Peritoneal-Membrane Characteristics and Hypervolemia Management in Peritoneal Dialysis: A Randomized Control Trial

Excessive bodily-fluid retention is the major cause of hypertension and congestive heart failure in patients with end-stage renal disease. Compared to hemodialysis, peritoneal dialysis (PD) uses the abdominal peritoneum as a semipermeable dialysis membrane, providing continuous therapy as natural kidneys, and having fewer hemodynamic changes. One major challenge of PD treatment is to determine the dry weight, especially considering that the speed of small solutes and fluid across the peritoneal membrane varies among individuals; considerable between-patient variability is expected in both solute transportation and ultrafiltration capacity. This study explores the influence of peritoneal-membrane characteristics in the hydration status in patients on PD. A randomized control trial compares the bioimpedance-assessed dry weight with clinical judgment alone.
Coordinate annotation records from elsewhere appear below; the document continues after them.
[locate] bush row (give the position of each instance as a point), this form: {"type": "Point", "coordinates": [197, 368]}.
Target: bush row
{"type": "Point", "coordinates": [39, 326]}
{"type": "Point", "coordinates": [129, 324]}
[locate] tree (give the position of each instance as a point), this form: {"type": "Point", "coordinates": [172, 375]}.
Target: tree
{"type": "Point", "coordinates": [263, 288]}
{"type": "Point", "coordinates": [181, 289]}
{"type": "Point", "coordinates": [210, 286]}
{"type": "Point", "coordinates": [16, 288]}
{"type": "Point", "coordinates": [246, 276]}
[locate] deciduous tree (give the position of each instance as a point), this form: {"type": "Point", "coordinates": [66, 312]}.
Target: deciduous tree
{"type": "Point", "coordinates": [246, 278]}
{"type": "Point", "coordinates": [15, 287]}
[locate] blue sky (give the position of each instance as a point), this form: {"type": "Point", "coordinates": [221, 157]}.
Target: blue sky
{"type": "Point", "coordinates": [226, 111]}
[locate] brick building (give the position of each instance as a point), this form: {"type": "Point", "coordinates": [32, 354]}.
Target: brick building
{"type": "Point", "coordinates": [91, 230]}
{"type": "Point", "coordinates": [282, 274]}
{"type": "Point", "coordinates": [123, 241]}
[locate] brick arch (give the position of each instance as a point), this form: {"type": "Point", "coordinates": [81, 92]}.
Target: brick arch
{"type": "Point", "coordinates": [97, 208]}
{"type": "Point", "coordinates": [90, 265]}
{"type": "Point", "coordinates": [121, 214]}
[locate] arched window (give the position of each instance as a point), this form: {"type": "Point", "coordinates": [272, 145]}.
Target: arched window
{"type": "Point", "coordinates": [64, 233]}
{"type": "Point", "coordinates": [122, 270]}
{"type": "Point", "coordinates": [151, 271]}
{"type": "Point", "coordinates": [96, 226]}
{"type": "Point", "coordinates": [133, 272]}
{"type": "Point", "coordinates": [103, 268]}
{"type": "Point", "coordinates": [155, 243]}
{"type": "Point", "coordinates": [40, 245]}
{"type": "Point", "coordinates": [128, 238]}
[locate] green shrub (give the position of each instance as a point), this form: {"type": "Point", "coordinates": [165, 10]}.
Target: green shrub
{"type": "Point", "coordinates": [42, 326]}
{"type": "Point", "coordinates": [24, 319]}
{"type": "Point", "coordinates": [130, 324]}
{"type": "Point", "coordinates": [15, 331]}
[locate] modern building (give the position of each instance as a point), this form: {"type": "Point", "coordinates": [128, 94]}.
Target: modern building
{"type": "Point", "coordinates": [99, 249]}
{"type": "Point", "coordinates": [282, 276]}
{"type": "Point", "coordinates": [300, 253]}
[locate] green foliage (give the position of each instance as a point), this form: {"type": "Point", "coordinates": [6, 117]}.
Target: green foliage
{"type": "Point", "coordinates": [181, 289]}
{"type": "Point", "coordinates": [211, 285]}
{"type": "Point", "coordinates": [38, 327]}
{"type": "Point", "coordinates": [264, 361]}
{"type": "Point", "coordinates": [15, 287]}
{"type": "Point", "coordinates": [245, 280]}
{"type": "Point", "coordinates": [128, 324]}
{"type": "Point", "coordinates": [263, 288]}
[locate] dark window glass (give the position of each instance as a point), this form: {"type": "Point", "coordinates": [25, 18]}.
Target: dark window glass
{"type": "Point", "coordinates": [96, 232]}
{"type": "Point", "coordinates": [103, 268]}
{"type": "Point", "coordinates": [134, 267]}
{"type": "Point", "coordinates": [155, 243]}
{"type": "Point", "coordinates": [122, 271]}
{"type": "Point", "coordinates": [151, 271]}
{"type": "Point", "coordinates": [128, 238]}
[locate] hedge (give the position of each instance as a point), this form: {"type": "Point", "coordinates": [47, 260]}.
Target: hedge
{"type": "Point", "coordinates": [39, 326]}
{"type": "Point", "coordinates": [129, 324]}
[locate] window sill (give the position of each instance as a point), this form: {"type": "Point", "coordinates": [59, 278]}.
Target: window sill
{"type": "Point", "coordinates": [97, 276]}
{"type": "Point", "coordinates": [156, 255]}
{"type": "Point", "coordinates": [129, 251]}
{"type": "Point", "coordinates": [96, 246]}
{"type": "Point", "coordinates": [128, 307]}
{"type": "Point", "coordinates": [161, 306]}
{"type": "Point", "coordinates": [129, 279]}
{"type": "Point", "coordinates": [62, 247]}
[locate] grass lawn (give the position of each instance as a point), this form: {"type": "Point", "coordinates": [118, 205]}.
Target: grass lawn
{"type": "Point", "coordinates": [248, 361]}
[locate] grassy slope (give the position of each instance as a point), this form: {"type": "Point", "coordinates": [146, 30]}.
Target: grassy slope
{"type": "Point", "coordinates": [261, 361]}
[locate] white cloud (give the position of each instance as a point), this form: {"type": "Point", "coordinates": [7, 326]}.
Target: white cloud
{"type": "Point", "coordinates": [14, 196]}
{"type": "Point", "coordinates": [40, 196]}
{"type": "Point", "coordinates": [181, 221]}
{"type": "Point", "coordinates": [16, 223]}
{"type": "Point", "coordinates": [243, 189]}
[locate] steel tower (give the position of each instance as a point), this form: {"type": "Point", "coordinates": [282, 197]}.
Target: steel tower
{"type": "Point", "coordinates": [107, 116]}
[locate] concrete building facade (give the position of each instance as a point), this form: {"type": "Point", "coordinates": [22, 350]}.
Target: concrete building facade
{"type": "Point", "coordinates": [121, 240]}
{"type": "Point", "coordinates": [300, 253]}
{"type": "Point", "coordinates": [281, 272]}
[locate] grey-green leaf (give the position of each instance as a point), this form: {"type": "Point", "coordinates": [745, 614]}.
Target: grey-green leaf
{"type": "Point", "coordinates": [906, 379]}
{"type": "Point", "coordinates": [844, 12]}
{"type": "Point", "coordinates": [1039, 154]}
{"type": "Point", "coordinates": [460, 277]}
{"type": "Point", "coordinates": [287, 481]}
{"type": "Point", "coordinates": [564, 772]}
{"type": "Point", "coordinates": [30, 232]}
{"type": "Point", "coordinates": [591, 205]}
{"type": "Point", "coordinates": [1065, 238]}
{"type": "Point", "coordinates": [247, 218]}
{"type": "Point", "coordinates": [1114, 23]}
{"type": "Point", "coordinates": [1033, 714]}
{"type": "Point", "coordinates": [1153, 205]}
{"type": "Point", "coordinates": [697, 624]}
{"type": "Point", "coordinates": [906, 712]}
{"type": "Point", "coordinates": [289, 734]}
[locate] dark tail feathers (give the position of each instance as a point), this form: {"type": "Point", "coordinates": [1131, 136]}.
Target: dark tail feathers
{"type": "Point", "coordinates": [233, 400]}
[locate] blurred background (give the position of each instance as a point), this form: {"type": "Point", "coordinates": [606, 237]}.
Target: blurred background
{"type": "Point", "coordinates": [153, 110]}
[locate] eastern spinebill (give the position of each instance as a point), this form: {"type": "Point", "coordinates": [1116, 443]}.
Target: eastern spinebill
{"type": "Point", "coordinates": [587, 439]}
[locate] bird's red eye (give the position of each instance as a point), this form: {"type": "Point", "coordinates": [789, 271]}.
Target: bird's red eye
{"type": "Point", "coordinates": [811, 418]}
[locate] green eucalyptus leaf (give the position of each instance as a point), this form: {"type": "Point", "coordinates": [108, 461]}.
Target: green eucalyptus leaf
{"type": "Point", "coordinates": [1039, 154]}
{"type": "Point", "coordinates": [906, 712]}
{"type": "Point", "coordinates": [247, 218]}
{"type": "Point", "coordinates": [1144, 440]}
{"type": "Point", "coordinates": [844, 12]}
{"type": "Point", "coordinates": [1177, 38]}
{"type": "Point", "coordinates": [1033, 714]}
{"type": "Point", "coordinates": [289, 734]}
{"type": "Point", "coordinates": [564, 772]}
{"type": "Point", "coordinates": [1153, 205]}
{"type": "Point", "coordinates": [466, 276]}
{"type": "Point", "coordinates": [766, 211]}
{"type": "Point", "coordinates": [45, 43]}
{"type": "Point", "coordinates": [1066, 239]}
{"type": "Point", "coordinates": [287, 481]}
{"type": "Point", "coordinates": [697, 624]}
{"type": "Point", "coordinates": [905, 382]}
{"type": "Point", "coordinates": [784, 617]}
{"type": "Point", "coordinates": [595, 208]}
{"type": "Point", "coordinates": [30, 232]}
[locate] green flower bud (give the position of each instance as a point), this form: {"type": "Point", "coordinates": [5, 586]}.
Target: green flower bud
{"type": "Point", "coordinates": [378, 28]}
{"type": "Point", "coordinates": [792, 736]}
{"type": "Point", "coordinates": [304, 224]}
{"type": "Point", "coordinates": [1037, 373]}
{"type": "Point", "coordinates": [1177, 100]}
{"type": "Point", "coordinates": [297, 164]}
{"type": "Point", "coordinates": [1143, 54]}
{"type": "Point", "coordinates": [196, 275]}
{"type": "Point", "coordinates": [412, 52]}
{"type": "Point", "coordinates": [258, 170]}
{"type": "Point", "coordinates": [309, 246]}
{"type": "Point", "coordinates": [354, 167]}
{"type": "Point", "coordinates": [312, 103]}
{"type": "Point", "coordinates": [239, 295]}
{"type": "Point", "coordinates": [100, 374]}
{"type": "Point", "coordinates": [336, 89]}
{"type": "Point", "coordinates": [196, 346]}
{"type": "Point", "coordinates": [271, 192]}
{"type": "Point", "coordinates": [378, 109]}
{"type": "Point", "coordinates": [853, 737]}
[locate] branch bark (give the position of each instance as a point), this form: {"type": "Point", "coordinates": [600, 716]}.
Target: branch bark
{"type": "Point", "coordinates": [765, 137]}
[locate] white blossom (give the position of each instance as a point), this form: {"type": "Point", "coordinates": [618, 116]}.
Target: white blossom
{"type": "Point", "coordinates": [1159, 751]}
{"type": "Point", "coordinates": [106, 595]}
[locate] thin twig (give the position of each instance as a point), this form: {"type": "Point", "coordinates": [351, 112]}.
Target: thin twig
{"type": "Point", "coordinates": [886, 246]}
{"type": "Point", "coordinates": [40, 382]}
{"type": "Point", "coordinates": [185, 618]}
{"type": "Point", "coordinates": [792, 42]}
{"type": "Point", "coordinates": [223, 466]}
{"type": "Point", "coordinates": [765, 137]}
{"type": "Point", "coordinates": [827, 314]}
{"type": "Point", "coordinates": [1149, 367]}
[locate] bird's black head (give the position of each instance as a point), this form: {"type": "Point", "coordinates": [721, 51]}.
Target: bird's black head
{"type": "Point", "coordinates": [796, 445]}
A high peritoneal membrane D/P ratio was associated with the extracellular/total body water ratio, dialysate protein loss, and poor nutritional status in patients on PD. After a six-month intervention, patients with monthly bioimpedance analysis (BIA) assistance had better fluid (−1.2 ± 0.4 vs. 0.1 ± 0.4 kg, p = 0.014) and blood-pressure (124.7 ± 2.7 vs. 136.8 ± 2.8 mmHg, p < 0.001) control; however, hydration status and blood pressure returned to the baseline after we prolonged BIA assistance to a 3-month interval. The dry-weight reduction process had no negative effect on residual renal function or peritoneal-membrane function. We concluded that peritoneal-membrane characteristics affect fluid and nutritional status in patients on PD, and BIA is a helpful objective technique for fluid assessment for PD.